Le risque était grand évidemment de ne présenter qu’une scène de plus : un genre de truc un peu Off et donc, au bout du compte, assez In – le In et le Off constituant les deux branches du même arbre appelé Spectacle . Or, et vous commencez peut-être à le comprendre, il s’agissait bien d’une tentative d’autre chose. Un autre chose qui éviterait déjà la rectitude (et l’emmerdement qui va avec) de la plupart des lectures de poésies qui fleurissent un peu partout en notre beau pays. D’ailleurs peut-être serait-il souhaitable de se poser sérieusement la question et je vous la pose : Le système spectaculaire (scène / public ou table+bouteilled’eau+micro / rangées de chaises) est-il judicieux en matière poésies ? Si oui, dans quel(s) cas ? Développez, je ramasse les copies à la fin de l’heure.
Enfin, et puisqu’il s’agissait vraiment d’autre chose, mais de ce genre de quelque chose plus difficile à définir après qu’avant, cette semaine assez folle a bien pris les allures d’une semaine de résidence collective. Permettant en actes l’émergence de pratiques d’écritures (écrits et ures, donc) en relation même avec le texte en élaboration, en relation même avec son lieu d’énonciation(s) et avec le public.
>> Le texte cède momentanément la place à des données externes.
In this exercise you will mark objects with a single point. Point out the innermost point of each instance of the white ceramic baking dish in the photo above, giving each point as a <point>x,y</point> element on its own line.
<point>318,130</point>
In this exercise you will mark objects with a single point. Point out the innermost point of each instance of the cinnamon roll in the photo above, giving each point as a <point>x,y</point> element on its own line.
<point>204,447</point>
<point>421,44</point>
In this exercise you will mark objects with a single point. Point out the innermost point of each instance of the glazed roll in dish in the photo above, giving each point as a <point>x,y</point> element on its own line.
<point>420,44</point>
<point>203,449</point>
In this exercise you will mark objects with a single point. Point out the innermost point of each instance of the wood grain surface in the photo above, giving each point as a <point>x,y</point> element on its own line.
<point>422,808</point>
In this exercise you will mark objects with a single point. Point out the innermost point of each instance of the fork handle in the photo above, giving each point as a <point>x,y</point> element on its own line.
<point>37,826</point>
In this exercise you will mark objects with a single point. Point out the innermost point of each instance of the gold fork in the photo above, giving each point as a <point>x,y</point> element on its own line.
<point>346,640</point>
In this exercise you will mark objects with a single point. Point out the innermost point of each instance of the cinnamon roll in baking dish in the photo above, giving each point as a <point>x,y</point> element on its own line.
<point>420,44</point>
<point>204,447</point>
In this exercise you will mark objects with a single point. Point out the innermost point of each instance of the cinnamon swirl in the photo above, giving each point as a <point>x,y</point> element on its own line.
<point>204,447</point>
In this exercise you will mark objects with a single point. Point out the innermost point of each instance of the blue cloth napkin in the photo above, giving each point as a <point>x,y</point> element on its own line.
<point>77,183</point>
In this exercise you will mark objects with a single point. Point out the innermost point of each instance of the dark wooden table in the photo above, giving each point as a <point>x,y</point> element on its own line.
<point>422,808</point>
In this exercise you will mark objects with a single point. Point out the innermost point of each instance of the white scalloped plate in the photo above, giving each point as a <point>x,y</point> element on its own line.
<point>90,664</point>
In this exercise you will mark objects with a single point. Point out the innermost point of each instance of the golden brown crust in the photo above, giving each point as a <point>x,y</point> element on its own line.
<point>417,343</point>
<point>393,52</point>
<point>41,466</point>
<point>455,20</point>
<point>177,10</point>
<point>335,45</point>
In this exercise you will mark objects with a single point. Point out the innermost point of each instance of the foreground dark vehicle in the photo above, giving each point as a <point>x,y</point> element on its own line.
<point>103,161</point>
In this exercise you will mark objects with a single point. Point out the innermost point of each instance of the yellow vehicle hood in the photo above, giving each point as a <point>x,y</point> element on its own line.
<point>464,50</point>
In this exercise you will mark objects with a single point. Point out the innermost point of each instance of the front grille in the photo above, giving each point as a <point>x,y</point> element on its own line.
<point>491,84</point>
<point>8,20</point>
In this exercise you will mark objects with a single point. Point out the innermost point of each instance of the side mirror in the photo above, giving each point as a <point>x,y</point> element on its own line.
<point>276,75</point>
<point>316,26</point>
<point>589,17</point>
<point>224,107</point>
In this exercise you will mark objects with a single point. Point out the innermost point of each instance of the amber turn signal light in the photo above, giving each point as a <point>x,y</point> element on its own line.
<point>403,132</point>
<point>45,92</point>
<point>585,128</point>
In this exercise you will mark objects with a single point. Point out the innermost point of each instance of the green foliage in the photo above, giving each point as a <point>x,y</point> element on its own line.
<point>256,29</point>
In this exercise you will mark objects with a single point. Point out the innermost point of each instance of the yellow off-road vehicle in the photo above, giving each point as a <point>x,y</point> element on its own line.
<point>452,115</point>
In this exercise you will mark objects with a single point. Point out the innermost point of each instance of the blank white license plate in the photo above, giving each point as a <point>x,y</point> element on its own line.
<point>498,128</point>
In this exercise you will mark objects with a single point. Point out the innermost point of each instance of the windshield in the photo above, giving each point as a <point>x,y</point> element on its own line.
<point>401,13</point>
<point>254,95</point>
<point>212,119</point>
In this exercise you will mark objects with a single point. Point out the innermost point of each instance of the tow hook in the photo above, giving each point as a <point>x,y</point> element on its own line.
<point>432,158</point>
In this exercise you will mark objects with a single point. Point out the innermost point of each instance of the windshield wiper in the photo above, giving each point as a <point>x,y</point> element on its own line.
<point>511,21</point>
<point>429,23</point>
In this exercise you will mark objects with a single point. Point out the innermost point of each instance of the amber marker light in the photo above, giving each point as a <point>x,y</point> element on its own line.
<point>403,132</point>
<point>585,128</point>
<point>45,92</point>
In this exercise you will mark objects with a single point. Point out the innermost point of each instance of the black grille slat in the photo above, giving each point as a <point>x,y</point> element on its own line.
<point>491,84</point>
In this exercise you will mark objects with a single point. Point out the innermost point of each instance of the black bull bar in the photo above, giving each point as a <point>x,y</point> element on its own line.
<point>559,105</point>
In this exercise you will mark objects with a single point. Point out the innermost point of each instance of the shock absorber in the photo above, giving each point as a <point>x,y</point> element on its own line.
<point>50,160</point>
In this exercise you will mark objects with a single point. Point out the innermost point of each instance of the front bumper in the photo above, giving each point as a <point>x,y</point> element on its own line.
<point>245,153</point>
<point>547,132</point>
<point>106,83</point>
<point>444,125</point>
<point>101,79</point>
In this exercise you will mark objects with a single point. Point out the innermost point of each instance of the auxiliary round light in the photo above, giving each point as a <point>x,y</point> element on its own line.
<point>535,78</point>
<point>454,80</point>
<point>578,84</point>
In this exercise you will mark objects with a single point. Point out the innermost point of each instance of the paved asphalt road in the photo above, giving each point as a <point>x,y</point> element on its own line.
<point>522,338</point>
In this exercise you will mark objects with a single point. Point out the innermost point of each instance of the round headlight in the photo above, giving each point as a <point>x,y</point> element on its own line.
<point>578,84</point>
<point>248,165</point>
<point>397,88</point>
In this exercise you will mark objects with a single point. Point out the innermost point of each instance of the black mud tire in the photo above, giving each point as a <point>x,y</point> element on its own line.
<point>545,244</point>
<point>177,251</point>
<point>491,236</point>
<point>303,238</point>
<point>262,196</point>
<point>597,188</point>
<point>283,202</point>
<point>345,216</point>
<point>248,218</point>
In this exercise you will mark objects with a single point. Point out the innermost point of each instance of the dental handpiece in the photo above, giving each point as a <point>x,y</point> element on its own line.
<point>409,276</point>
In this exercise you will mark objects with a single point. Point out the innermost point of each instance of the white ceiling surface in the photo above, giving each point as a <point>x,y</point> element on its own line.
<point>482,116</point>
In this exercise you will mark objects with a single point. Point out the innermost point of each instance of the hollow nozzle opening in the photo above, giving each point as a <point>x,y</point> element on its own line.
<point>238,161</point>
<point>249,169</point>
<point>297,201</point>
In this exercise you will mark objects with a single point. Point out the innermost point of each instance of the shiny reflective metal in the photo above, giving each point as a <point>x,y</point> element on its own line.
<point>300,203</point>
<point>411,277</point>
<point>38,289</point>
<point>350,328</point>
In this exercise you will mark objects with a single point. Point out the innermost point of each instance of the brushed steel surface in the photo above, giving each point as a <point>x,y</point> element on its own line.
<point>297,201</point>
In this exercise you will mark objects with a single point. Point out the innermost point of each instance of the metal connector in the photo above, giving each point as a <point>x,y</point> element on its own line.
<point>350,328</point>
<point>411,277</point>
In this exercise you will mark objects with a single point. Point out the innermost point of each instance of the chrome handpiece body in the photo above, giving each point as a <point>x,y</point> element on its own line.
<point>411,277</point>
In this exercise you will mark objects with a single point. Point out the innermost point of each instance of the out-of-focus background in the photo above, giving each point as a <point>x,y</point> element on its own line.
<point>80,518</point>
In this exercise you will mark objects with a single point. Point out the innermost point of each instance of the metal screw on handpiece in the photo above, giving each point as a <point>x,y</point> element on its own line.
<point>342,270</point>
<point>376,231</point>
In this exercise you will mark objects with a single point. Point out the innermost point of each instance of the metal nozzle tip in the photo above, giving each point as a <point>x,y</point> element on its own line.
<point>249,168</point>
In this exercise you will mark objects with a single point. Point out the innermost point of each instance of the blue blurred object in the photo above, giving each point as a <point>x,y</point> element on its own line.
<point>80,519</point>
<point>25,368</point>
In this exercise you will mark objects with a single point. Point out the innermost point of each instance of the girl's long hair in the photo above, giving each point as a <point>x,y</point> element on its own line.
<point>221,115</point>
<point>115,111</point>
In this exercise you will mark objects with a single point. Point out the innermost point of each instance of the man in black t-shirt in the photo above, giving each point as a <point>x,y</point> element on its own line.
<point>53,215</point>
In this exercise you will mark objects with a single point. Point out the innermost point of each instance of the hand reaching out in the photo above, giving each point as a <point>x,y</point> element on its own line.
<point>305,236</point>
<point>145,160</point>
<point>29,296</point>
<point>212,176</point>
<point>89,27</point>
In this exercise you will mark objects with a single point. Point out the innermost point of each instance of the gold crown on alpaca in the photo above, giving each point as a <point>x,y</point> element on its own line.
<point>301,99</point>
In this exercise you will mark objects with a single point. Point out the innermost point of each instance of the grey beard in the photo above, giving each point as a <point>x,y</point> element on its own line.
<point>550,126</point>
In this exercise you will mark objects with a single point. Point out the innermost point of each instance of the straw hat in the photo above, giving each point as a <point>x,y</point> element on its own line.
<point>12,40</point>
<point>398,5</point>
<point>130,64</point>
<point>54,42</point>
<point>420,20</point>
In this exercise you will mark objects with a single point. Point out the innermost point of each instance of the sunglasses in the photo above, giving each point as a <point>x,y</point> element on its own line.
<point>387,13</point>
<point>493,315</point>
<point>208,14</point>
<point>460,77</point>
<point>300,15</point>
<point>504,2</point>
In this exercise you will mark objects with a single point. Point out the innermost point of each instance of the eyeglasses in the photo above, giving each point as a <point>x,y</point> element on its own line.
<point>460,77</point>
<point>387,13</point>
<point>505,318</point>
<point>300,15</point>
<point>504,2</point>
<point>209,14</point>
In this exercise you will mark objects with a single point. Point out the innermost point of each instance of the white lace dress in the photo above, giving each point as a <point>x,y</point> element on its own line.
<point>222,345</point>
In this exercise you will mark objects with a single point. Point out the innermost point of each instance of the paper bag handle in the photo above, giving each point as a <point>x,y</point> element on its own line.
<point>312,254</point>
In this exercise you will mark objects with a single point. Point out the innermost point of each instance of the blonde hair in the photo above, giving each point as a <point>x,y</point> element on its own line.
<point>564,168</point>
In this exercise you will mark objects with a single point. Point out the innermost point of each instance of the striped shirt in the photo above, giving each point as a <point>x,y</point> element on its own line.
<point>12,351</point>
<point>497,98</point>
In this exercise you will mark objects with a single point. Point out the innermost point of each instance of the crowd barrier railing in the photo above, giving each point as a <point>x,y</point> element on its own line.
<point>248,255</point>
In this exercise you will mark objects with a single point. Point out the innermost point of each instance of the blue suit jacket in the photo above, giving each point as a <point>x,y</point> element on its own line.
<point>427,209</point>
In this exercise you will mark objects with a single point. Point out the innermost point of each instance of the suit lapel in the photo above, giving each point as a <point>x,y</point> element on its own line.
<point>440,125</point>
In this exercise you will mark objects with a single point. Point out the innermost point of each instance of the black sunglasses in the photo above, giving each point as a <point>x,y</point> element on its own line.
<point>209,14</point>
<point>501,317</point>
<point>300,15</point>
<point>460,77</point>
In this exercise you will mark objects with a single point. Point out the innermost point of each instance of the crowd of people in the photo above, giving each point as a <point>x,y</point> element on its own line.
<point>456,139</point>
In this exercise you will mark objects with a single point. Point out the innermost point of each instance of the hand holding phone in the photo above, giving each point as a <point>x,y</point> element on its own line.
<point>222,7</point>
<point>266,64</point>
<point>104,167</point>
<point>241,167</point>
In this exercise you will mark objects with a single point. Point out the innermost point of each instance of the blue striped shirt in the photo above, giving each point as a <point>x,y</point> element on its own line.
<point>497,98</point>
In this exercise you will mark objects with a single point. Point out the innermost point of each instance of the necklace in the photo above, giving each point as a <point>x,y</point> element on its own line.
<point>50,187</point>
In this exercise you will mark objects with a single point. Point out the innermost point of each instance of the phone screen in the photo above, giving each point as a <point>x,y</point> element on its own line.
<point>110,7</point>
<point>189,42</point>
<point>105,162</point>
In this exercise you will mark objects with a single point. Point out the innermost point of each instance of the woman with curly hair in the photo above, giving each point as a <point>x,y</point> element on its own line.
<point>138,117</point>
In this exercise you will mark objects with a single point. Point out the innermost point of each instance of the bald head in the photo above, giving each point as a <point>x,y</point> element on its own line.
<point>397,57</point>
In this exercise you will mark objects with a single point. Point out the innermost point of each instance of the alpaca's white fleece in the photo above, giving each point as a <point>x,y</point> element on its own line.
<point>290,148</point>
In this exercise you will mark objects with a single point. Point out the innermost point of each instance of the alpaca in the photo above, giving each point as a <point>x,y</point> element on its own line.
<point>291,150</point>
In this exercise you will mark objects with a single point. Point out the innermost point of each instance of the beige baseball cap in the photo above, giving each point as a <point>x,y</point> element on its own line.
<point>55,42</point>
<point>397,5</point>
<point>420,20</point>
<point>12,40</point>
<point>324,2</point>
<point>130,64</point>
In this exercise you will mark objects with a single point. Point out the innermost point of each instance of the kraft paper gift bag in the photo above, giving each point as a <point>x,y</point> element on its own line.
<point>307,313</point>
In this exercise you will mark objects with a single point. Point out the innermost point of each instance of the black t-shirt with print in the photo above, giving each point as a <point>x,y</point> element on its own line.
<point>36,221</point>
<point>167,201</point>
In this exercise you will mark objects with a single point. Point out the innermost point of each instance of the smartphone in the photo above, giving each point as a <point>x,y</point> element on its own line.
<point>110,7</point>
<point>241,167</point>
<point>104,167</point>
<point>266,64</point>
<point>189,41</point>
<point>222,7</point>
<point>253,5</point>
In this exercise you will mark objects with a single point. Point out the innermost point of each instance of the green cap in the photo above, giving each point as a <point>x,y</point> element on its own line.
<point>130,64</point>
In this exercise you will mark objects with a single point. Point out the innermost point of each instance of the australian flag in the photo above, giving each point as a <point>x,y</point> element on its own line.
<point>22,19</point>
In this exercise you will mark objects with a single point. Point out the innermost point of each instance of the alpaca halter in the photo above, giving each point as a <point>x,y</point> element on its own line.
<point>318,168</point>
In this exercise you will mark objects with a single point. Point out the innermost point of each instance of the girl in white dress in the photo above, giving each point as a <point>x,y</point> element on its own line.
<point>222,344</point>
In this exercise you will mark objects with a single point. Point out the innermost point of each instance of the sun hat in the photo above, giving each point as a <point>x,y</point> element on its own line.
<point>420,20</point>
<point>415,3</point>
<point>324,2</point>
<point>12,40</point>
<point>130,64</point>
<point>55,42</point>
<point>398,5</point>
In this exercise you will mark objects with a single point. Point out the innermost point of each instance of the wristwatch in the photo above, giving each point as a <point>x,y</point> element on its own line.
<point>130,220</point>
22(m)dp + art en cours = poésies en cours :
Ce corps 47 “poésies en cours” est donc constitué des textes qui ont vécu et fait vivre cette semaine. Pas tous les textes – à regret, l’extensibilité de la revue ne le permettant pas – ni tous les auteurs, car il a bien fallu se concentrer sur ceux qui ont traversé de part en part cette semaine et/ou dont le projet d’écriture en a été modifié substanciellement. Alors remercions tout de même tous les auteurs qui nous ont fait confiance et nous ont rejoints dans cette aventure qui laissera de belles séquelles chez tous et dans la revue. Et, bien qu’ils soient absents de ces pages, nous n’oublions pas Wianney Qolltan’, Didier Bourda, Sylvie Nève, Jean Azarel, Béatrice Brérot, Raf Sarfati, Rébéka’s, Châane, François Sion.
A cela et en guise d’étrennes, nous avons inclu à ce numéro déjà dense des travaux vidéos de Claude Yvroud construits à partir de séquences filmées durant cette semaine (dvd “lodève 2006”).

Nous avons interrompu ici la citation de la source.